Garzaroli’s frustrations speak to a broader tension between opportunity and reality in the airport business. Even if you could secure the space and swallow the costs, there was still the question of whether the concept itself made sense for travelers.
“On one hand, with today’s travel sucking at such a high level, waiting for flight delays you could probably muster some traction for a cigar lounge,” says David Haddad, a cigar consultant and owner of Fumar Cigars in Phoenix. While today’s advanced air filtration systems can ensure smoke won’t bother passers-by, he has doubts that air filtering could be sufficient to keep patrons free of a tobacco scent.
“If I am a cigar smoker and about to get on an airplane, I do not want to be smelling like a cigar,” he says. On the other hand, in the airplane passenger world, where people smell of fast food, cologne/perfume overdoses, cheap booze and just plain stank, a touch of cigar scent has its place among some fliers.
For the proposed DTW lounge, the devil so far has been the smoking prohibitionists, who conjured a relatively new strain of poison that stems from smoking: third-hand tobacco smoke. “Second-hand smoke is extremely harmful to human health, and even the THIRD-HAND smoke that comes off of smokers’ clothing is harmful as well,” posted one tobacco control advocate on the DTW Facebook page in January.
Third-hand smoke research focuses on cigarettes, and findings of harm have been inconclusive.

Photo credit: Famartin, CC BY-SA 4.0 <https://creativecommons.org/licenses/by-sa/4.0>, via Wikimedia Commons
Opposition to Detroit’s proposed airport cigar lounge has been loud and organized.
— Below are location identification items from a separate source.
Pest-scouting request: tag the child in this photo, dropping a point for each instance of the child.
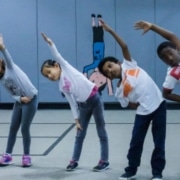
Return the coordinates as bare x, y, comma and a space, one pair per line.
136, 89
72, 83
24, 93
168, 52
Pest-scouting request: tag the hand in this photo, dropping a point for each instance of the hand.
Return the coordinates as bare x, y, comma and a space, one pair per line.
2, 46
104, 25
48, 40
78, 126
146, 26
25, 100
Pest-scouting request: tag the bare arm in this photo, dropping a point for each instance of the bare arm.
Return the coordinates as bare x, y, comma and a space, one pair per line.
167, 94
119, 40
146, 26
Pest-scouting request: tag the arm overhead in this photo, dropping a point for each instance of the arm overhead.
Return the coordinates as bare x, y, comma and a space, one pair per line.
118, 39
146, 26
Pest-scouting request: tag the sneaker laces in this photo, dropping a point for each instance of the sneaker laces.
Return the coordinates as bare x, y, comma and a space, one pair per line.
101, 162
72, 162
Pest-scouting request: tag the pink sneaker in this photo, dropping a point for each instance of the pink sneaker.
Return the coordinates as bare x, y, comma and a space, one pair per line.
6, 159
26, 161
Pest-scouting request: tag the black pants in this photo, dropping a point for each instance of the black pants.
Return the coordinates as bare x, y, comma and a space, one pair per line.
141, 125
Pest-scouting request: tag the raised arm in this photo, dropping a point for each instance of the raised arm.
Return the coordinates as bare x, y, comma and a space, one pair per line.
8, 59
119, 40
146, 26
56, 54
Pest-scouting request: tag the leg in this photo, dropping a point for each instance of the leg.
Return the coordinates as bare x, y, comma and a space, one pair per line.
84, 118
28, 112
136, 145
100, 126
14, 127
159, 133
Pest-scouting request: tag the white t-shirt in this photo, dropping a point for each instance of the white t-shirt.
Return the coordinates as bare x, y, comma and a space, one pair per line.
138, 87
172, 77
75, 86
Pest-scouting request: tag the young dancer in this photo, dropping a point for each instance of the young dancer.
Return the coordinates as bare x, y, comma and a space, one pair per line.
136, 89
169, 53
24, 93
72, 83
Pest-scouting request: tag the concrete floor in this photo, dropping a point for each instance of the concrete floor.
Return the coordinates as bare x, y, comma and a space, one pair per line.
53, 135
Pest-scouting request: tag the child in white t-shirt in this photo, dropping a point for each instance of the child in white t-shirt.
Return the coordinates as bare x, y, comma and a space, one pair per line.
168, 52
84, 101
136, 89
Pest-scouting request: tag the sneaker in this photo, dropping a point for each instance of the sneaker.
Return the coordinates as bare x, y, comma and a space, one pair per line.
102, 165
6, 159
72, 166
26, 161
127, 176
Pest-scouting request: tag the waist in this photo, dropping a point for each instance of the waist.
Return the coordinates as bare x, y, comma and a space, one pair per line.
93, 92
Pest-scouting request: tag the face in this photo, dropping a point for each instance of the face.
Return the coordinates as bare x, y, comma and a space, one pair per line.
112, 70
170, 56
52, 73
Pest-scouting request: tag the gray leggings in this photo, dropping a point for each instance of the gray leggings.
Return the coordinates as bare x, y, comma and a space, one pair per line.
22, 115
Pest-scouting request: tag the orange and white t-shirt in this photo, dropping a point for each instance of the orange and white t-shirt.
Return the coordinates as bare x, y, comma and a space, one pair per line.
138, 87
172, 78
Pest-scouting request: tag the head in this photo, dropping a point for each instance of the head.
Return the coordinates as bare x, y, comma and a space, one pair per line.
110, 67
51, 70
2, 68
168, 53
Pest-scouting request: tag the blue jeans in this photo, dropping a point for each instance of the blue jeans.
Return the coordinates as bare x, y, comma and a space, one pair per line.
22, 115
93, 106
141, 125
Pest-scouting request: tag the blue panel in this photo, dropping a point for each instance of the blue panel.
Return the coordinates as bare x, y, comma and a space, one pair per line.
18, 27
57, 20
167, 16
85, 35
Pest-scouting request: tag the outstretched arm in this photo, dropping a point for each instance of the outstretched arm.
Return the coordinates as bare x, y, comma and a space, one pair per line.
146, 26
56, 54
2, 46
119, 40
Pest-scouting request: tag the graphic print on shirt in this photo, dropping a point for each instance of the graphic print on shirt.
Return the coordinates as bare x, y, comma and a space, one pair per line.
126, 83
98, 53
67, 85
11, 85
The lounge, first mentioned at the airport authority’s July 2023 meeting, was not presented to the public as a potential business opportunity until more than a year later, giving it some time for some under-the-radar discussion. The airport officials have done their best to keep things quiet on the lounge, no doubt anticipating the outrage from the tobacco abolitionists.
The Detroit Wayne Oakland Tobacco Free Coalition bought billboards near the airport with the image of a child coughing, begging the public to “Stop the cigar lounge at DTW.”
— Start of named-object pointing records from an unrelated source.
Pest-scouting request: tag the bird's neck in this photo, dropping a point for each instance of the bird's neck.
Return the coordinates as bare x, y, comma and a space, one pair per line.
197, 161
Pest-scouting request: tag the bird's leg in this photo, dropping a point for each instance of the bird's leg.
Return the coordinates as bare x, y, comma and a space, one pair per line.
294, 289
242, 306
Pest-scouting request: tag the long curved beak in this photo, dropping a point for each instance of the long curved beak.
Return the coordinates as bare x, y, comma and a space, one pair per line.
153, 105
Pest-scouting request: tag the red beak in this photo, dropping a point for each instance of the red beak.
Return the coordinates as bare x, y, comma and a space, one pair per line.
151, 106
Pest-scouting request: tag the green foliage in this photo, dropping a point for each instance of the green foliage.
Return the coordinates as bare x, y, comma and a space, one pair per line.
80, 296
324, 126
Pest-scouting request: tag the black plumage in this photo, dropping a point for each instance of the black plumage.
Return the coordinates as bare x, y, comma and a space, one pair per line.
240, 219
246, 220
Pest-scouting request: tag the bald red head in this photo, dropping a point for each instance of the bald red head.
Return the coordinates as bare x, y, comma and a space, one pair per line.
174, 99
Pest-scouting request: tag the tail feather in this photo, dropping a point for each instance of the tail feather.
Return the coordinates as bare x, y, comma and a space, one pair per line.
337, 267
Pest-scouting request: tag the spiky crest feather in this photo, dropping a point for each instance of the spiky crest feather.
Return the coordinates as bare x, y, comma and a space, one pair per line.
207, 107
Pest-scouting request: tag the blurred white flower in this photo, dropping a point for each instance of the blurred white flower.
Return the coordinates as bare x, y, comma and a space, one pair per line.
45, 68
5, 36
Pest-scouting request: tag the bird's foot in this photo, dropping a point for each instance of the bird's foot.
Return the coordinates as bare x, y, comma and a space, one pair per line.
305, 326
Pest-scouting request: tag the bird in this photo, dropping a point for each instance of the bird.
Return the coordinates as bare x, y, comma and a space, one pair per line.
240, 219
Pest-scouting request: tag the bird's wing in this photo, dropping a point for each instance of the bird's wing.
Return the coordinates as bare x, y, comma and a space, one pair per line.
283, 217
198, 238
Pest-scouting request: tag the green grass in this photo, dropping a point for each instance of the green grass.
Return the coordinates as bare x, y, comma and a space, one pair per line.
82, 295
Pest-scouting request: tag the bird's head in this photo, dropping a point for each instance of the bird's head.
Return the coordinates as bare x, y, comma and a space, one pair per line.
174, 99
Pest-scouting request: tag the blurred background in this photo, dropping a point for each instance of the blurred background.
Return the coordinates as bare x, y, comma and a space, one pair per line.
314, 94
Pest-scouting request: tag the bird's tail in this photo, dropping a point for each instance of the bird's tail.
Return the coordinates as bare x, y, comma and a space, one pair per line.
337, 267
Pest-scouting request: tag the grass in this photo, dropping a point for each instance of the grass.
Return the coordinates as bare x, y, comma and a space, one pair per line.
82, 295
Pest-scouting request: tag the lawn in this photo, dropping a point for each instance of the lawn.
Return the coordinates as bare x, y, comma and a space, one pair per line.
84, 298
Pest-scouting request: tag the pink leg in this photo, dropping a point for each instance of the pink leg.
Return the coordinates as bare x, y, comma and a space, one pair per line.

An April oped in the local Detroit News, co-written by an agent from the American Heart Association, claimed that “Secondhand cigar smoke contains the same toxic chemicals that secondhand cigarette smoke does…” and insisted that “there is no proven economic benefit from cigar bars.”
The airport authority has hunkered down in the wake of the controversy after several smoking foes came forward at the authority’s July board meeting. Airport leadership contends in a statement given to local news that the idea for a lounge came “in response to the community and local businesses, especially as it relates to the international nature of the airport.”
Matt Morawski, director of communications at the Wayne County Airport Authority, said in an email, “We are in the early stages of the solicitation process.” He declined an interview request.
Wild Bill’s declined further requests for comments, shutting down communication shortly after a brief interview. Graycliff’s Garzaroli, who says his airport lounges performed well for the most part, is a cautionary tale for applicants for the DTW lounge: “You will have so much political nonsense,” he says. “I will never do business in an airport again.”